Consciencializámo-nos de que o Mundo das Nuvens e O Jogo das Nuvens, apesar de terem como assunto as nuvens, são livros muito diferentes. M (Mundo das Nuvens) revela-nos a presença de um autor entusiasmado pela matéria de investigação escolhida e que consegue manifestamente encontrar um tom próprio para a sua escrita. Ele tem o claro propósito de cativar os seus leitores de muitas e diversas formações e distintos interesses através do que escreve e investiga. J (O Jogo das Nuvens) é uma pequena obra compilada, portanto uma selecção de textos da responsabilidade de outrem, que se apresenta ao leitor para revelar a presença do assunto nuvens tratado sob diferentes perspectivas e por um só autor. Poder-nos-íamos interrogar se Goethe escreveu maioritariamente para si ou se pressupunha a existência de outros leitores que não aqueles com que se correspondeu (Luke Howard, Frau von Stein).

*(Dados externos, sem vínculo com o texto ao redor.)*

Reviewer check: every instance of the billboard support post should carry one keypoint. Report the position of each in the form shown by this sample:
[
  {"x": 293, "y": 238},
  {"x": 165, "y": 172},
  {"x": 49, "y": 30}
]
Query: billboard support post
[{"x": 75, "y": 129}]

J e M apoiam-se para a estruturação de conteúdos numa taxonomia sobre nuvens, a de Luke Howard, que terá sobrevivido desde o séc. XIX até aos nossos dias por proposta científica comprovada e aceite, mas também pela língua escolhida – o latim – ainda hoje a língua-franca da ciência.

Gavin Pretor-Pinney faz dessa taxonomia a espinha dorsal do seu livro, criando capítulos destinados a trabalhar as nuvens em função da sua altitude, formato, variedade e aspecto.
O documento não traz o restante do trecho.